À la croisée de différents mouvements, L’Atlas crée dans son atelier parisien des Lilas, qu’il partage avec l’artiste Tanc, des œuvres issues de sa créativité bouillonnante, dont certaines nous rappellent même un certain Vasarely…

Né en 1978 à Toulouse, Jules Dedet a grandi à Paris où il vit toujours. Issu d’une famille baignée par l’univers du cinéma, il commence par investir ce domaine, avant d’expérimenter la rue et le graffiti jusqu’en 2002. Fasciné par le trait et l’écriture, ses tags dévoilent alors des « lettres pures et des tracés directs ». Pour parfaire son art, L’Atlas part étudier, de 1999 à 2001, au Maroc, en Égypte et en Syrie, les bases de la calligraphie arabe géométrique, le Koufi, auprès de maîtres calligraphes. Cet héritage du koufi géométrique, il le mêlera ensuite à l’alphabet latin pour penser sa propre écriture universelle. En Chine, il apprend aussi la sigillographie : l’art de graver les tampons. Des voyages fondamentaux qui donneront à ses lettrages de nouvelles formes, entre Orient et Occident. Une signature unique et identifiable dans toutes les villes où il se distingue avec ses performances. Et un leitmotiv : dans la rue ou sur la toile, la présence de son logogramme ou d’aphorismes dissimulés dans l’œuvre. On reconnaît ses boussoles dessinées sur les trottoirs indiquant les quatre points cardinaux. En 2008, il est même invité à en réaliser une, géante, sur le parvis du Centre Pompidou. Ses bandes labyrinthiques marquent certaines places connues, comme celle du Capitole à Toulouse en 2012. Ses séries d’empreintes de plaques d’égouts, sur lesquelles il note le point GPS de chaque plaque, affirment également son goût pour l’utilisation et le détournement des codes urbains. Sans oublier un lien fort avec la carte, omniprésente. Si son nom, L’Atlas, évoque la mythologie grecque, l’artiste revendique son rapport étroit avec « l’atlas géographique, la topographie et la typographie ».

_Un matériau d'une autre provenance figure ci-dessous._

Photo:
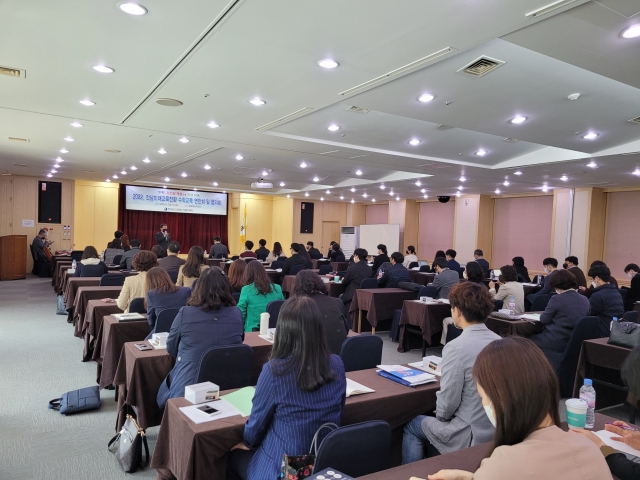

Bombe de peinture, scotch, gaffer, craie, etc., il multiplie les matériels et les supports, de la toile à l’affiche en passant par le mur d’immeuble, les pavés d’une place ou le trottoir. Depuis plus de 10 ans cependant, il s’illustre davantage en atelier, faisant ainsi progresser son style, son approche créative.

« Je me rends compte que le processus de la peinture est plus fort que l’idée de la peinture elle-même, et que les étapes du travail en atelier racontent plus de choses que l’idée d’origine. »

Le choix même de ses couleurs a aussi évolué. Au constant noir et blanc, il ajoute du rouge, « la couleur de l’anarchie », puis d’autres teintes plus vives, voire fluorescentes, ces derniers mois.

« Au départ, j’étais dans une lignée très calligraphique. Depuis près de cinq ans, je mélange signes et art optique, un dernier art que j’affectionne particulièrement. Mes proportions ont changé. L’œil ne sait plus s’il doit lire l’espace ou le plan, ce qui crée une vibration rétinienne. Je travaille beaucoup autour de cette vibration rétinienne avec la géométrie. Mes lettres sont toujours présentes, mais en second plan. Je cherche à entrer dans l’abstraction géométrique et l’art optique. Ainsi, le spectateur a un vrai rôle à jouer : l’œuvre ne peut pas exister sans son œil. »

Parmi ses autres projets, la photographie. Jules Dedet voyage toujours avec sept « Toiles errantes » (ses sept premières toiles) qu’il photographie depuis quinze ans dans l’espace public des villes du monde. Quant à l’architecture, elle demeure plus que jamais au cœur de ses préoccupations…

« Je suis en train de collaborer avec des architectes pour intégrer des créations au sein même des structures des bâtiments, des dallages… »L’envie « de sortir un peu de la peinture »d’une part, mais aussi celle d’imaginer des objets urbains.